Closed Kayne88 closed 2 years ago
The consumption should attain a peak at the end of an epoch.
Do you manage to get the pearson correlation score for the first epoch?
Does it work if you reduce the batch size ?
Do you manage to get the pearson correlation score for the first epoch? No, I can't see the evaluation of first epoch
Does it work if you reduce the batch size ? I tried initially with 256 batch_size, also out of RAM
Is it GPU OOM or RAM OOM ?
RAM OOM. It basically jumps for 30GB consumption over 52GB consumption
Could this be related to the custom metric? Might it help if I implement the metric with torch rather than np, so it can use the GPU?
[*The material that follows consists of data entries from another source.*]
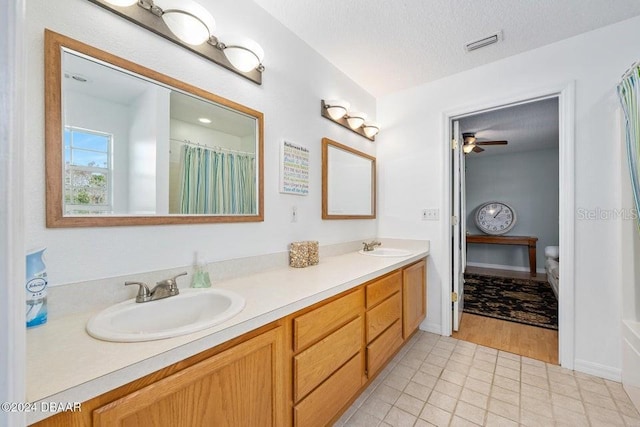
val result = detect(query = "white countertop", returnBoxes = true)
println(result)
[26,240,429,423]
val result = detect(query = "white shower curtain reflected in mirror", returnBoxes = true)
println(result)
[180,144,257,215]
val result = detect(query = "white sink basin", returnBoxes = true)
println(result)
[87,288,245,342]
[359,248,413,257]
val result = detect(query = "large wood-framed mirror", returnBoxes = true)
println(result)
[45,30,264,227]
[322,138,376,219]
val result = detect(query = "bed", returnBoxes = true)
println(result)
[544,246,560,299]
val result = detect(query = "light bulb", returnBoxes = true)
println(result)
[324,99,350,120]
[347,111,367,130]
[220,37,264,73]
[105,0,138,7]
[362,122,380,138]
[155,0,216,46]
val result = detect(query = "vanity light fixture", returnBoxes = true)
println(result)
[347,111,367,130]
[324,99,351,120]
[362,121,380,138]
[320,99,380,141]
[89,0,264,84]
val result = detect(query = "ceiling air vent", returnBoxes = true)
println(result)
[464,31,502,52]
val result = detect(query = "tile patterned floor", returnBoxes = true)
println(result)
[334,332,640,427]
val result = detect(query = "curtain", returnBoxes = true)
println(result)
[618,64,640,231]
[180,144,257,215]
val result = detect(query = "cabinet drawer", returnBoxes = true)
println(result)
[293,353,362,427]
[367,319,403,378]
[366,292,402,343]
[367,271,402,308]
[293,289,364,351]
[293,317,362,402]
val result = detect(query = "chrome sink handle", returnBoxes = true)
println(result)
[362,240,382,252]
[151,271,187,301]
[157,271,187,296]
[124,282,151,302]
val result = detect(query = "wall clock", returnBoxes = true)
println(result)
[476,202,516,235]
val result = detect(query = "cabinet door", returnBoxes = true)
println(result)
[402,260,427,339]
[93,327,286,427]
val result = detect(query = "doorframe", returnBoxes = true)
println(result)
[441,81,575,369]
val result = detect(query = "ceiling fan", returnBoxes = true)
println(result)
[462,132,508,154]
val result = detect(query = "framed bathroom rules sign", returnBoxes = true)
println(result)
[280,141,309,196]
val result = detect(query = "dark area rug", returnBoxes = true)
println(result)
[464,273,558,330]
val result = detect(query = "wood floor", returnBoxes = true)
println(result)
[452,267,558,365]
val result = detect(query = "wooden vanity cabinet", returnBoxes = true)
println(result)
[365,270,403,378]
[292,288,366,427]
[402,259,427,340]
[34,322,289,427]
[35,259,426,427]
[93,328,284,427]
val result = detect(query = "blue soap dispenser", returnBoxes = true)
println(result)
[25,248,47,328]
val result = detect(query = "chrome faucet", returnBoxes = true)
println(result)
[362,240,382,252]
[124,271,187,302]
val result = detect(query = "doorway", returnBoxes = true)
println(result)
[442,84,574,369]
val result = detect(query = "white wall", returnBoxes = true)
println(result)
[0,0,26,427]
[465,148,559,271]
[24,0,376,285]
[377,18,640,377]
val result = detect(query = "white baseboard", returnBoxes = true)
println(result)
[467,262,546,274]
[573,359,622,382]
[420,321,442,335]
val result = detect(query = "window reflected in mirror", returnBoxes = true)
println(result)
[45,30,263,227]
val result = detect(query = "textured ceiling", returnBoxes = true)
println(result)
[460,98,560,159]
[254,0,640,96]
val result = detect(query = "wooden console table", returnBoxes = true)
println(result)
[467,234,538,276]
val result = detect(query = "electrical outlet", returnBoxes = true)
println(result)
[422,208,440,221]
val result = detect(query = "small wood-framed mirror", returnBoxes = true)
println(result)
[45,30,264,227]
[322,138,376,219]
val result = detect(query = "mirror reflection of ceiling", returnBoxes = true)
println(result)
[63,52,256,138]
[460,98,560,160]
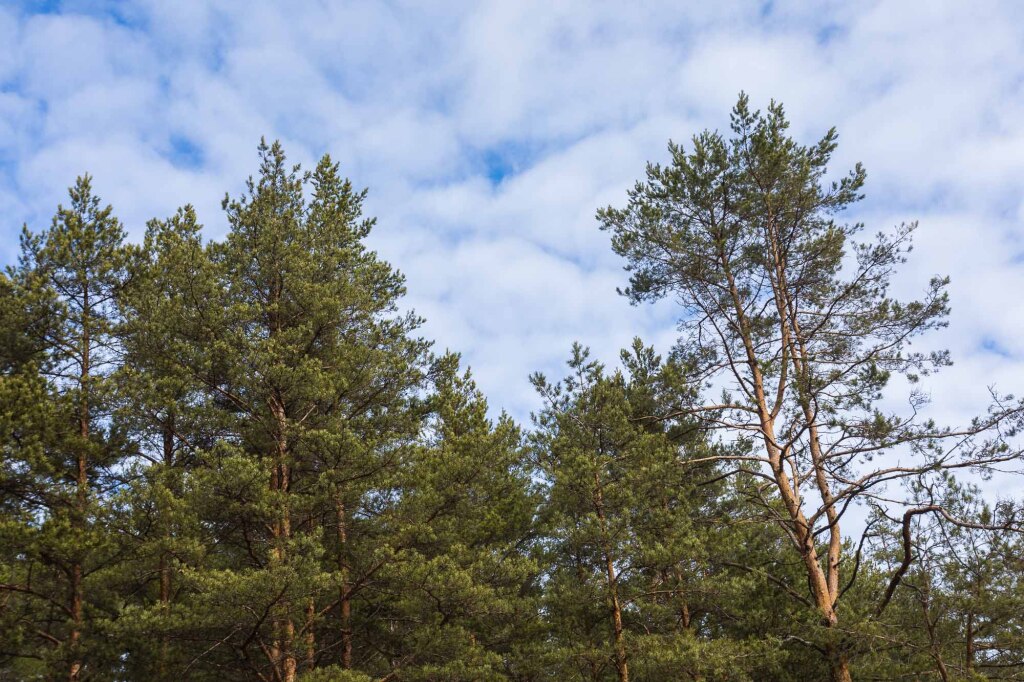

Could this be related to the custom metric?
I think it's unlikely, but you can try rmse and see if it solves the problem.
What is the size of your train/test ? in number of rows and colums?
TRAIN (1914562, 1214) - TEST (476390, 1214)
RMSE actually works :)
I'd be happy to know if you get competitive results on your dataset with tabnet. Please leave a comment if you can :)
With pleasure. However I first need to make the corr metric work. RMSE is not appropriate for my problem. Also, I would really like to use a custom loss eventually.
But with pleasure, I can give a comparison with my current catboost benchmark scores to tabnet.
Can't you use a simple pearson correlation ?
https://docs.scipy.org/doc/scipy-0.14.0/reference/generated/scipy.stats.pearsonr.html
I tried to use the sklearn r2_score, also OOM. I suspect the problem is that during eval metric calculation the model, tensors and data are moved to cpu. One way could be to explicitly transfer them to cuda in the metric calculation.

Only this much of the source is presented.